The total imaging time was 3.5 seconds.
[0097] The images are obtained for the imager settings for the
bandwidth from 100 to 6000 Hz with 100 Hz resolution; the
integration time was 82 .mu.s. A smoothing filter was applied to
the row images: the shown value of each pixel was obtained by
averaging the raw-values of 8 neighboring pixels. The flow images
(perfusion, concentration, speed) are false-color coded with 9
colors. This coding is relative and does not mean that measured
perfusion value coded by e.g. red is equal to the value for
concentration or speed coded by the red color. The images clearly
show the difference in speed and concentration distributions
measured on the fingers.
[0098] The perfusion images shown in FIG. 4 are obtained during an
artery occlusion experiment. The imager settings were the same as
for the measurements described in FIG. 3. This example demonstrates
the performance of the imager in the continuous imaging mode. The
images were taken sequentially with a time difference of 3.5
seconds, comparable to the imaging time for one image. The selected
images ordered in a matrix of 4.times.3 images visualize the
perfusion time sequence before, during and after the occlusion. As
expected, there is a decrease of perfusion during the occlusion.
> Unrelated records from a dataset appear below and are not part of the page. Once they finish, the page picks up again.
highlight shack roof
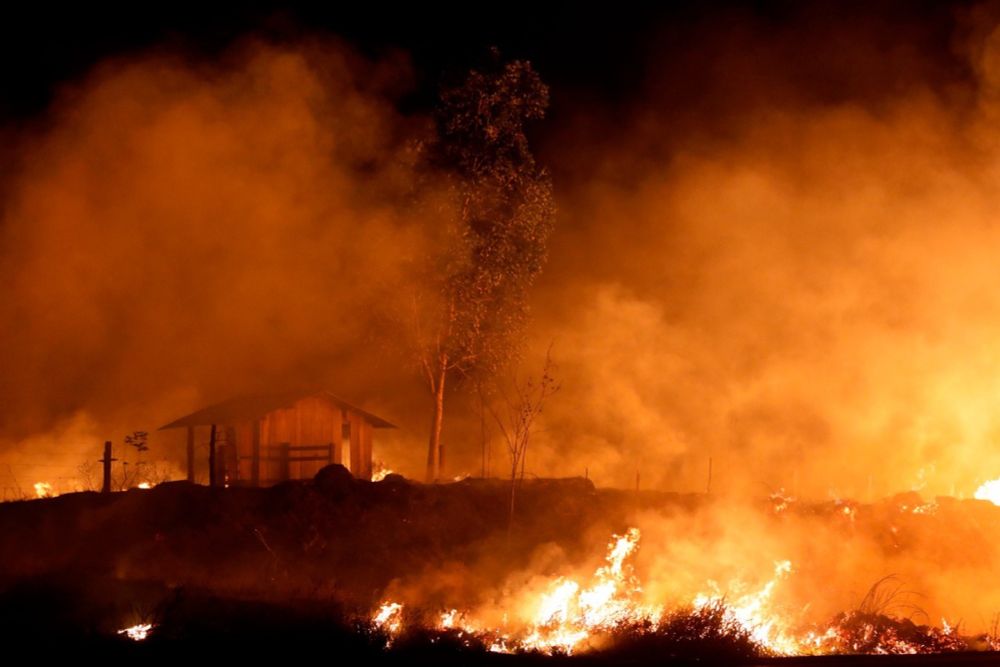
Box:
[159,391,396,431]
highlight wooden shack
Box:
[160,391,395,486]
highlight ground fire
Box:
[0,0,1000,667]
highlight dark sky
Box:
[0,0,970,121]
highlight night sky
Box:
[0,1,979,120]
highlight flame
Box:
[372,528,1000,656]
[372,601,403,641]
[694,560,800,655]
[973,479,1000,505]
[118,623,153,642]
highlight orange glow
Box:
[33,482,56,498]
[118,623,154,642]
[974,479,1000,505]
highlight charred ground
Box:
[0,468,1000,664]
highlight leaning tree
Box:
[419,60,555,481]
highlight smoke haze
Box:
[0,10,1000,497]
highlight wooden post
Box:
[360,420,372,480]
[188,426,194,484]
[250,420,260,486]
[278,442,291,481]
[101,440,118,493]
[208,424,217,487]
[351,414,362,478]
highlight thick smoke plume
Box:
[0,40,432,485]
[529,7,1000,498]
[0,10,1000,499]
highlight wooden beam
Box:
[359,419,372,480]
[208,424,218,487]
[351,414,362,479]
[250,419,260,486]
[187,426,194,484]
[278,442,291,481]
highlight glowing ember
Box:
[118,623,153,642]
[372,528,995,656]
[974,479,1000,505]
[694,560,799,655]
[372,602,403,638]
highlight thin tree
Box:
[418,53,555,481]
[490,345,559,537]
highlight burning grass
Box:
[0,475,1000,662]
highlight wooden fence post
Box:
[101,440,118,493]
[208,424,216,487]
[278,442,291,482]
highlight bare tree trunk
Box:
[507,458,523,547]
[427,356,448,482]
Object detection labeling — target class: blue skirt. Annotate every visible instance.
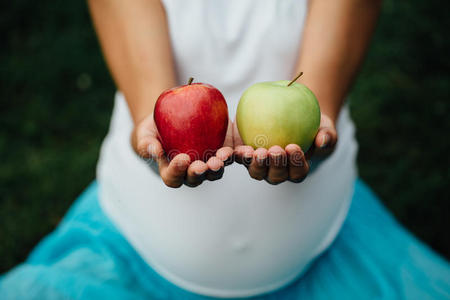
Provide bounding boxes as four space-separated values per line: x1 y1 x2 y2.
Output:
0 180 450 299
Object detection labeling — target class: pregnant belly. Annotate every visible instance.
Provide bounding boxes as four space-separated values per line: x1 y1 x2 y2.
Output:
100 155 353 297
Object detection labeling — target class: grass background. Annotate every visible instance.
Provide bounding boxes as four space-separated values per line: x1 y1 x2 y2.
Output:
0 0 450 273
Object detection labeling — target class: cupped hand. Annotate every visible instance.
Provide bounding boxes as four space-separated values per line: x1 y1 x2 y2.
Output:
131 115 233 188
233 114 337 184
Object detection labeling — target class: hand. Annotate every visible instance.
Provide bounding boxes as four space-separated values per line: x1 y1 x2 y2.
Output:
233 114 337 184
131 115 233 188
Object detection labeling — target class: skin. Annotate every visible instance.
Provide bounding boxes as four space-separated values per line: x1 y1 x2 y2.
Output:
235 0 381 184
88 0 380 188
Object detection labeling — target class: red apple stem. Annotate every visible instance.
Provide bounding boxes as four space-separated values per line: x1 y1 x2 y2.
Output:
287 72 303 86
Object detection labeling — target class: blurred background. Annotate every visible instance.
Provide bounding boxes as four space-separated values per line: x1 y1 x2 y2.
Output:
0 0 450 273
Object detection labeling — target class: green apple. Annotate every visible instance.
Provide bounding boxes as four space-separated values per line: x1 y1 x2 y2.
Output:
236 74 320 152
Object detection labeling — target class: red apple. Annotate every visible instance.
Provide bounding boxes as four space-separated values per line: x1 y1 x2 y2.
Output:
154 79 228 162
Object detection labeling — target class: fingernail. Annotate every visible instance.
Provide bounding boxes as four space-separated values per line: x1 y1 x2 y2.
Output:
211 167 221 172
256 155 266 165
194 170 206 176
320 134 331 148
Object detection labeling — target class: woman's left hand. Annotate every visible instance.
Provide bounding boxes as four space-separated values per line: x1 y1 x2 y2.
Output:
233 114 337 184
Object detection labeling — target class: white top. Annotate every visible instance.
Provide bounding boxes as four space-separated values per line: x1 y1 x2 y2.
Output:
97 0 357 297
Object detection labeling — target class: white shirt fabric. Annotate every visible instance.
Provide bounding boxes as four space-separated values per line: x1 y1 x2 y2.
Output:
97 0 357 297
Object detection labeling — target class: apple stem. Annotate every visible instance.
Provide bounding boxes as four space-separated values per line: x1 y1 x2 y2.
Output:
287 72 303 86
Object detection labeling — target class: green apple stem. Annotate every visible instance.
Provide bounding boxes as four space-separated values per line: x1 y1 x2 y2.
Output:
287 72 303 86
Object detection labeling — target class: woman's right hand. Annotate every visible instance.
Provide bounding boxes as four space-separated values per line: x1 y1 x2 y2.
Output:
131 114 233 188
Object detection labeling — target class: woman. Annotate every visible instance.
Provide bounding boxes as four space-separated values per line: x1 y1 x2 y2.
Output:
3 0 449 299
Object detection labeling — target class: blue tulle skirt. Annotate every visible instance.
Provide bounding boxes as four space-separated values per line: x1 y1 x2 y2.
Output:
0 180 450 299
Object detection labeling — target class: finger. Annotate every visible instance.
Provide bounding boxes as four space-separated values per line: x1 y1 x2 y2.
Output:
216 147 233 166
285 144 309 182
248 148 269 180
232 119 244 148
314 127 337 156
266 146 289 184
159 153 191 188
206 156 224 181
185 160 208 187
234 145 254 166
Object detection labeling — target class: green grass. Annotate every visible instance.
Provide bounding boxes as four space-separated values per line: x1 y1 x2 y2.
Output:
0 0 450 272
After release of the occlusion the local perfusion shows an
"overshooting" i.e. a marked increased perfusion above the initial
perfusion; this physiological effect is known as reactive
hyperemia. Shortly after, the perfusion returns to the initial
state.
[0099] The effect of a topical applied agent is clearly seen on the
images shown in FIG. 5. A small amount of this agent penetrates and
crosses the skin layers and induces a perfusion increase within a
few minutes. The images show the time trace of the penetration
history until the heavily increased subcutaneous perfusion
response.
[0100] The perfusion images (256.times.256 pixels) are obtained
with the high-speed laser Doppler imager. The imaging area is
5.5.times.5.5 cm.sup.2. The agent was applied on the skin of the
inner side of the forearm. The perfusion images show the blood flow
changes in time: in 90, 97, 110, 124, 138, and 152 seconds after
the topical agent was applied to the skin. Imaging time is approx.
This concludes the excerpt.